What is Discovery? – explaining eDiscovery to non-lawyers

I met with a group of software developers earlier this week to talk about configuring a visual analytics solution to provide useful insights for eDiscovery. To help them understand the overall process I wrote out a short description of key concepts in Discovery. I omitted legal jargon and described Discovery as a simple, repeatable process that would appeal to engineers. If anyone has enhancements to offer I’d be happy to extend this set further.


Discovery is a process of information exchange that takes place during most lawsuits. The goal of discovery is to allow the lawyers to paint a picture that sheds lights on what actually happened. Ideally court proceedings are like an academic argument over competing research papers that have been written as accurately and convincingly as possible. Each side tries to assemble well-documented citations to letters, emails, contracts, and other documents, with information about where they were found, who created them, why they were created, when, and how they were distributed.

Discovery requests

The dead tree version of a law library.
The dead tree version of a law library.

The discovery process is governed by a published body of laws and regulations. Under these rules after a lawsuit has begun each side has the ability to ask the other side to search carefully for all documents, including electronic ones, that might help the court decide the case. Each party can ask the other for documents, using written forms called Discovery Requests. BOTH sides will need documents to support their respective positions in the lawsuit.


Documents are “responsive” when they fit the description of documents being sought under discovery requests. Each side has the responsibility of being specific, and not over-inclusive, in describing the documents it requests.
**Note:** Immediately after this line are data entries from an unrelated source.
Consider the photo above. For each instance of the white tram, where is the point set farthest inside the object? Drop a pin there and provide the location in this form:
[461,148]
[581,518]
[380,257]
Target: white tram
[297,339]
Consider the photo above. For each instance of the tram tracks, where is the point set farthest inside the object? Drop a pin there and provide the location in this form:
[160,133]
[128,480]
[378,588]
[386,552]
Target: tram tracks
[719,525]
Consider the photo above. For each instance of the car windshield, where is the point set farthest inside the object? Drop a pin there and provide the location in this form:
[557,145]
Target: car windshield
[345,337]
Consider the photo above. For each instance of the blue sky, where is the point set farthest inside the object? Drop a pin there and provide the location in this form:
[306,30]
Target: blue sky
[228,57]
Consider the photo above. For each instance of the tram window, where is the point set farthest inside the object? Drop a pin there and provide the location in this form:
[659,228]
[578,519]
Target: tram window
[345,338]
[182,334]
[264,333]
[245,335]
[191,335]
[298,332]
Each party has the opportunity to challenge the other’s discovery requests as being over broad, and any dispute that cannot be resolved by negotiation will be resolved by the court. But once the time for raising challenges is over each side has the obligation to take extensive steps to search for, make copies of, and deliver all responsive, non-privileged documents to the other side.


Certain document types are protected from disclosure by privilege. The most common are attorney-client privilege and the related work product privilege which in essence cover communications between lawyers and clients and in certain cases non-lawyers working for lawyers or preparing for lawsuits. When documents are responsive, but also protected by privilege, they are described on a list called a privilege log and the log is delivered to the other side instead of the documents themselves.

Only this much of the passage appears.